しんじツ。

 いつものバス停にて――


「牛カルビ風味ウドンか~……」

 月夜がグルメ系アプリの中にあった、有名カップうどんの新商品情報を見ながら、


「そう! こ~ゆ~やつよっ! 夏になるとやたらと冷やしとかサッパリとか妙に食べ応えのある物が減るのよね~……ど~してかしら?」

 胃もたれや夏バテといった事に無縁の月夜が理解できないと首を捻る。


「もっと肉マシで行くべきよねっ! 肉マシゆず明太タコヤキ肉入りとかっ!!」

 タコヤキチェ~ンの新商品にそんな魔改造を施している月夜の隣では、


「そ、そんな……う、ウソだよね……」

 イブキが何かを読みながら、驚愕の表情をしていた。


「ゴリラってバナナたべないんだっ!?」

 イブキは「うほうほ」いいながら器用にバナナの皮を剥きシャクっと齧る森の聖人のうえに大きく『×』印が刻まれる様をイメ~ジする。

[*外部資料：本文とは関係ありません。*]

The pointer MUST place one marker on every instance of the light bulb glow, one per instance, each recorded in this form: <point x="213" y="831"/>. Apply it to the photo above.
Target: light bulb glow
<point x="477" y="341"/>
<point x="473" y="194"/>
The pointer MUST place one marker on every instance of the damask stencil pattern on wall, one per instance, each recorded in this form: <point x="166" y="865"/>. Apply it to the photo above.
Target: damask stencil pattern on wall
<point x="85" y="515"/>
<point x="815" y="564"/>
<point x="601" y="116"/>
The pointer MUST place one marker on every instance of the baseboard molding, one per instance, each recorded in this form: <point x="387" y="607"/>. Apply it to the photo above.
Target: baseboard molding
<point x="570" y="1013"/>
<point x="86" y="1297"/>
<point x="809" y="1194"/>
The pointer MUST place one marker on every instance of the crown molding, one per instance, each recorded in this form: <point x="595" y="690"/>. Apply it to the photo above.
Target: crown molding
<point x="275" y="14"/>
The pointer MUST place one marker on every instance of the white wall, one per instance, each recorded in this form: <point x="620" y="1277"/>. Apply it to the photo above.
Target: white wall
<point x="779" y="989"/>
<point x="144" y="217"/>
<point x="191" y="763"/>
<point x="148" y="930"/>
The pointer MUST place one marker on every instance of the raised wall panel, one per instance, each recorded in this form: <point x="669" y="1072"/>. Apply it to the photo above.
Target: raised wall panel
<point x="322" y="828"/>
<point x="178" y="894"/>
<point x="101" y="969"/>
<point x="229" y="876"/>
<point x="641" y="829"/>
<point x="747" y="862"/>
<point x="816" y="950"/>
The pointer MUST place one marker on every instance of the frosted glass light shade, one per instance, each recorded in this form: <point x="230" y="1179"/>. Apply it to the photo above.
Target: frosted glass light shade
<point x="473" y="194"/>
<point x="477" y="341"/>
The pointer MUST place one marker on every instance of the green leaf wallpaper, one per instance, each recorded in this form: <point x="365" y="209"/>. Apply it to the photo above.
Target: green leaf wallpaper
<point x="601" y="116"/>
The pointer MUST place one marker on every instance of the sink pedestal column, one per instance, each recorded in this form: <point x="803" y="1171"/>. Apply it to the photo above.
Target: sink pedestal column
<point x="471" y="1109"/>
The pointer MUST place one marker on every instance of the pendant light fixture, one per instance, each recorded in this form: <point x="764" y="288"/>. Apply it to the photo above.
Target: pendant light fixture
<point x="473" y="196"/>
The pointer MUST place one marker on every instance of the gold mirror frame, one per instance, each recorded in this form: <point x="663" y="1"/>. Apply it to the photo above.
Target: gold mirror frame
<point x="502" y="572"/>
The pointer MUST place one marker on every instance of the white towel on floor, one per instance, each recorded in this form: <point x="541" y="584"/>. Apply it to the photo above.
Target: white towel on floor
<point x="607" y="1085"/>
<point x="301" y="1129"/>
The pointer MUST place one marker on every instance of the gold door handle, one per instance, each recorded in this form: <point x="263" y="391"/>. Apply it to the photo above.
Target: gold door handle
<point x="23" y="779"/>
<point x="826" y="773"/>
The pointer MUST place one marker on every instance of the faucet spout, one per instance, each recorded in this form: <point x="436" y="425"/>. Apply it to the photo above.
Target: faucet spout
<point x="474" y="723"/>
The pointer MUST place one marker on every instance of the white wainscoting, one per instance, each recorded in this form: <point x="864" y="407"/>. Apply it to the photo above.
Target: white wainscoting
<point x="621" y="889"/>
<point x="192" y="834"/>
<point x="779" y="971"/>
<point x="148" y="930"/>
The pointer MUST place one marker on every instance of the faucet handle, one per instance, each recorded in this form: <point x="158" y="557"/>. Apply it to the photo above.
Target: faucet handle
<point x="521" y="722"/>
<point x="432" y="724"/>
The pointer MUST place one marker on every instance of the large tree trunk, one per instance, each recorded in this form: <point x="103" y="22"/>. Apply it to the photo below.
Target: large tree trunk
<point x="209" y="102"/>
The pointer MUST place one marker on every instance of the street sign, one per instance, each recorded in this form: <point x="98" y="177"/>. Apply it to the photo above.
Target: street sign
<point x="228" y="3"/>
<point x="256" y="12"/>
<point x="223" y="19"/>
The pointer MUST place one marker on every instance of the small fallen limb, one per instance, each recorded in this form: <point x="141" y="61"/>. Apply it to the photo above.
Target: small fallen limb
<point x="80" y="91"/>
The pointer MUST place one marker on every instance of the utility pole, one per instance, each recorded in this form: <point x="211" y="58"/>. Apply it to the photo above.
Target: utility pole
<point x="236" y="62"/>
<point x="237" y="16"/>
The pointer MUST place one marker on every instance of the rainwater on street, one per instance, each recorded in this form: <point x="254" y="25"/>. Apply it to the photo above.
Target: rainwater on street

「バナナとゴリラのセ~ソウチがまったくべつべつでゴリラはバナナをみたコトさえない……じゃ、イブキさんがしんじてたドン〇~のイメ~ジはなんだったのっ!?」

 イブキの頭の中で有名ゲ~ムキャラの上にも大きく『×』印がつく。


「はっ! も、もしかしてこ~ゆ~センニュ~カンってケッコ~あるのかも? ゴリラにバナナ……ネコさんとサカナ……カッパとキュ~リ……月夜とギュ~ドン……」


「ウチは毎日食べてるわよ」

 そういってインスタにあげられた、牛丼と一緒に写った画像やTikTokでベテランバイトの調理時間と月夜の完食時間勝負などのど~でもいいモノを見せてくるのだった。